Maurizio Seracini

Maurizio Seracini is a pioneer in the use of multispectral imaging and analytical technologies applied to works of art and monumental buildings. He joined UC San Diego in 2006, more than thirty years after graduating from UCSD with a B.S. in bioengineering in 1973 and a Doctorate in Electrical Engineering from the University of Padua in 1976.

From 1975-77, he participated in the Leonardo Project in search of the long-lost fresco The Battle of Anghiari, a project sponsored by the Armand Hammer Foundation, the Kress Foundation, and the Smithsonian Institution. 

In 1977, Seracini established Editech (Electronics, Diagnostics and Technology), a Florence-based company that was the first private center in Europe to apply engineering sciences to the study of the world’s art and architectural cultural heritage.

Since 1980, Seracini has lectured at institutions in Italy and abroad, including England, Spain, Argentina, Greece, Mexico, Switzerland, and the United States.

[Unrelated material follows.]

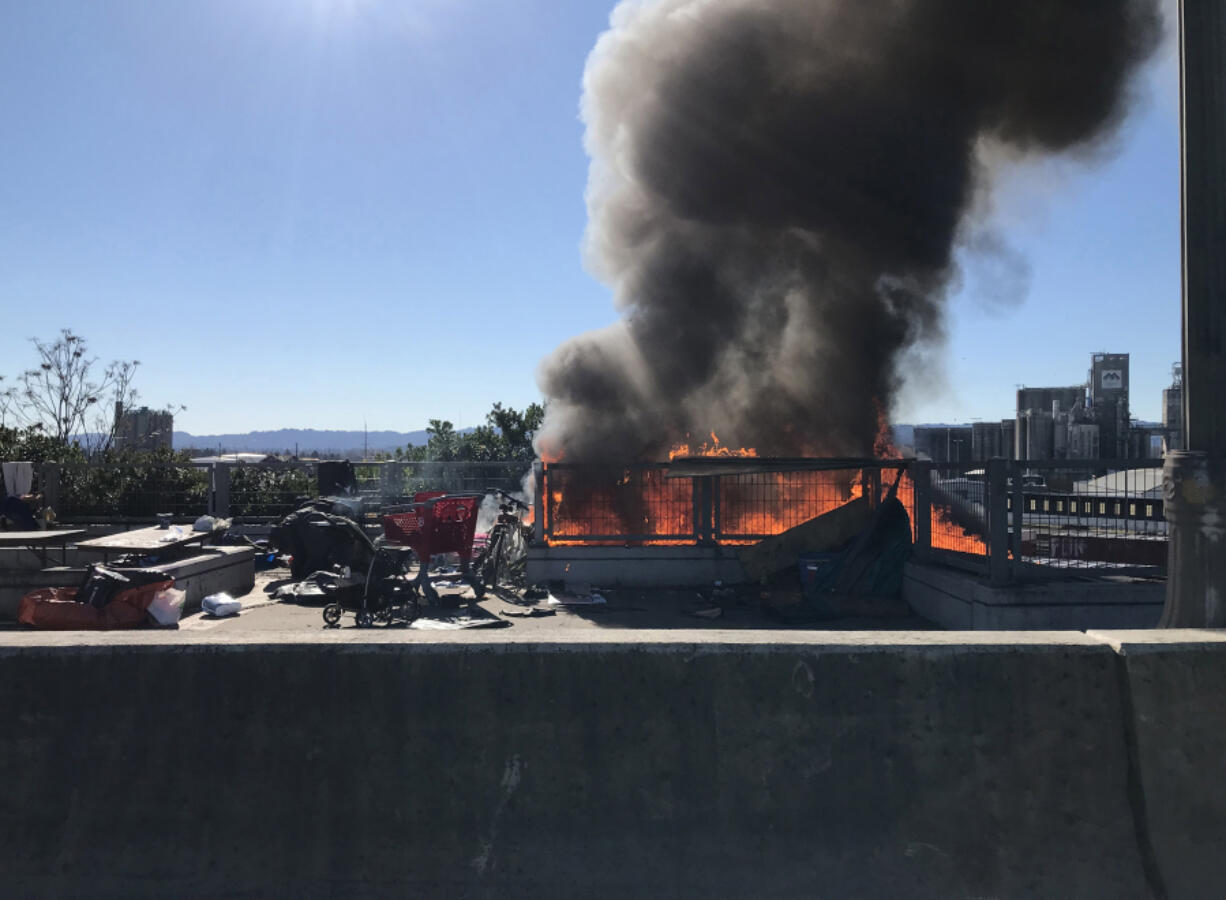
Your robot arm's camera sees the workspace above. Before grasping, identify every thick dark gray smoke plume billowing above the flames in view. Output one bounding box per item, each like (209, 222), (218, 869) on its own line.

He has been an adjunct professor at the University of Ca' Foscari (Venice), an adjunct research professor at the School of Engineering and the School of Arts and Humanities of the University of Calabria (Cosenza), and at the University of Florence in its School of Engineering, School of Architecture, and School of Natural, Physical, and Mathematical Sciences. He has also lectured at the University of Pisa, Milan, and Padua. From 2014 to 2016 he was a visiting professor at the School of Engineering of Monash University, Melbourne.

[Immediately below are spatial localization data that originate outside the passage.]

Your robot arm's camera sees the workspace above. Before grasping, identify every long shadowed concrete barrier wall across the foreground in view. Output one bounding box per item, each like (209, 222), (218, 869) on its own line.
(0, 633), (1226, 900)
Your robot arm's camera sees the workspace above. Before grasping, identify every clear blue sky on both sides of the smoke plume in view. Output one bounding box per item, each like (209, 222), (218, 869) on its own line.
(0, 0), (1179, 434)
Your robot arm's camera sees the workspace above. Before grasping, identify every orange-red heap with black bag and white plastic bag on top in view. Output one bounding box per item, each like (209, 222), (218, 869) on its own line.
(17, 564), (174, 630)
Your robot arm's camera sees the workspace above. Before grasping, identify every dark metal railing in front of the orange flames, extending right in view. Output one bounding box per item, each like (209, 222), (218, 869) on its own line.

In 2007, he founded the Center for Interdisciplinary Science for Art, Architecture, and Archaeology (CISA3) at the University of California San Diego's California Institute for Telecommunications and Information Technology (Calit2). He was the director of CISA3 until 2013.

Seracini has studied more than 4300 works of art, including Leonardo Da Vinci's Last Supper, Botticelli's Allegory of Spring, Caravaggio’s Medusa, and over 600 monumental buildings, such as the Palazzo Vecchio in Florence, the Haghia Sophia in Istanbul, and the Palace of the Popes in Avignon.